2.1.6.1 Arrays

Here is a sketch of how we might implement the BiList interface using arrays.

1.

newList: allocate a new array and initialize the elements in order (O(n))

2.

isEmpty: trivial if along with the array we maintain a count of how many elements are actually in use (O(1))

3.

insertFront: expensive. If the front is already occupied, we have to shuffle all the contents one place further down the array (O(n);

4.

insertRear: cheap (O(1));

5.

remRear: cheap (O(1));

6.

newIterator: we don't present an implementation, but the details are not hard. The iterator need only keep the index of the current element. But note that inserting or deleting from the middle now requires shuffling elements (O(n) average case).

If we run out of room we can resize the array used to store the list elements. If we double the size of the array at each resizing, then the average number of times an element is copied due to resizing is approximately 1. To prove this, let the initial size of the array be I, and suppose that the final size of the array is N, and there were k resizes. Then

$$N = I \cdot 2^k$$

and we observe that

1.

the first I elements move k times;

2.

the next I elements move k-1 times;

3.

the next 2I elements move k-2 times;

4.

...

5.

the last $N/2 = 2^{k-1}\cdot I$elements move 0 = k-k times.

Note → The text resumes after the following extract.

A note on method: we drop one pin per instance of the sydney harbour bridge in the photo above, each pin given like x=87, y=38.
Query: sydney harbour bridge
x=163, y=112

Using some summation facts we can show that the total number of array element copy operations is exactly N - I. Thus the average number of copy operations per element in the final array is (N-I)/N which is always less than 1, and approaches 1 in the limit as N gets much larger than I (i.e. as the number of resizings gets large). We say that the amortized cost of copying array elements is (bounded by a) constant. The strategy of doubling the size of the array on each resize operation appears to be an efficient one.

Exercise: Suppose that instead of doubling the array size, we increased it by some constant amount. That is, after kresizings, the size of the array is $I + k \cdot J$ for some constant J. What would the amortized cost of element copying be then?